The biggest challenge of the MCAT is the simple fact that there are dozens and dozens of topics to master, yet there are a mere 52 questions in each of the science sections. I know I have not mastered all of the topics in the study guide, and so chance comes into play. Maybe the topics on that test are my forte and maybe they aren't. In preparing for the exam, I've taken five different tests from e-MCAT. These exams are honest-to-goodness tests from AAMC. I thought that my practice tests should roughly correspond to the score I got on my real test. Nope. I score 1-2 points lower on the physical sciences and 2-3 points lower on biological sciences. (At least my verbal score was 1-2 points higher than my practice scores.) Having graduated with a degree in social sciences 16 years ago and having multiple full-time commitments makes being a non-trad a definite disadvantage for the MCAT.

I'll let you know how this Saturday shapes up.

Tuesday, August 21, 2012

Such a LONG road

This is one ridiculously long road to go down. (Yeah, yeah, yeah--I know that applies to all of medical education.) If you are thinking about applying next cycle, push your "submit" button as close to June 1 as possible.

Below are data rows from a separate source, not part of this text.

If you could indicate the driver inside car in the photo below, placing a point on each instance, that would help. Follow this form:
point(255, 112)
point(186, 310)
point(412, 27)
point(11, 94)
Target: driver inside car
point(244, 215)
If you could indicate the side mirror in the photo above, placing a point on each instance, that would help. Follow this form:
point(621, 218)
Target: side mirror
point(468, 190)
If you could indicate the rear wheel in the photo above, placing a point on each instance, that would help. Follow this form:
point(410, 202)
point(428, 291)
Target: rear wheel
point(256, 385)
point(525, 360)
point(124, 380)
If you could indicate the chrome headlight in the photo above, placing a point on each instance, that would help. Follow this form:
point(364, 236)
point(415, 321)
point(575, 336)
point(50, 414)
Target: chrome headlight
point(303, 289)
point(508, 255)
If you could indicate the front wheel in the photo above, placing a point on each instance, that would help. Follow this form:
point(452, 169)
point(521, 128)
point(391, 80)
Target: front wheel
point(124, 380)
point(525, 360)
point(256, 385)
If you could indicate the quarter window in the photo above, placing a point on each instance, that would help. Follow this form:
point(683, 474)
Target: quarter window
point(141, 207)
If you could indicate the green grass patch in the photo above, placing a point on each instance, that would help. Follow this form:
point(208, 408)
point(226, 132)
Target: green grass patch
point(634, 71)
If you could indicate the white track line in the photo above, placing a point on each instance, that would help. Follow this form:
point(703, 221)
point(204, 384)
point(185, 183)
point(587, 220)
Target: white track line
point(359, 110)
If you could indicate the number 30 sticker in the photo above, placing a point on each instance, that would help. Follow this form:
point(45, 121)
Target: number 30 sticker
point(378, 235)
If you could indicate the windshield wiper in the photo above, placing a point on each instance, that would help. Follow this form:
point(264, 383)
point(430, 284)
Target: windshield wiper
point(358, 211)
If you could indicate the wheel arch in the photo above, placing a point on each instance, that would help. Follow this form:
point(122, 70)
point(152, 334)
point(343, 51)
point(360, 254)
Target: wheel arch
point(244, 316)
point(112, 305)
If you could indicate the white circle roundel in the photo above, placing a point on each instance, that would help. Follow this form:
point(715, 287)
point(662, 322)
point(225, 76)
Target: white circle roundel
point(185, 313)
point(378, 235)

Maybe, just maybe, that might make the wait a little less painful?

I applied to medical schools through three systems in July: AMCAS, TMDSAS, and AACOMAS. I started AMCAS first (in May) and submitted it last (early July) as I felt so particular about what I wrote for each of my 15 extracurriculars. I hope that extra crafting helped, because it took the full six weeks ("expect 3-6 weeks") to get verified. That was nerve-wracking. The Texas system was the quickest one to verify. I got verified with them in just under three weeks. AACOMAS was three weeks and a couple of days.

As of August 21, my application is complete at 9 schools. (It helps that Houston, San Antonio, and Gavleston do not require a secondary application.) Right now I am insanely excited to finally be verified by AMCAS and feel the urge to push out three or four secondaries by the end of the week. A little reality check, though. School starts tomorrow for my kids. I'm retaking the MCAT in 10 days, and I just started a genetics class at today. Secondaries must wait until after the MCAT is put to rest.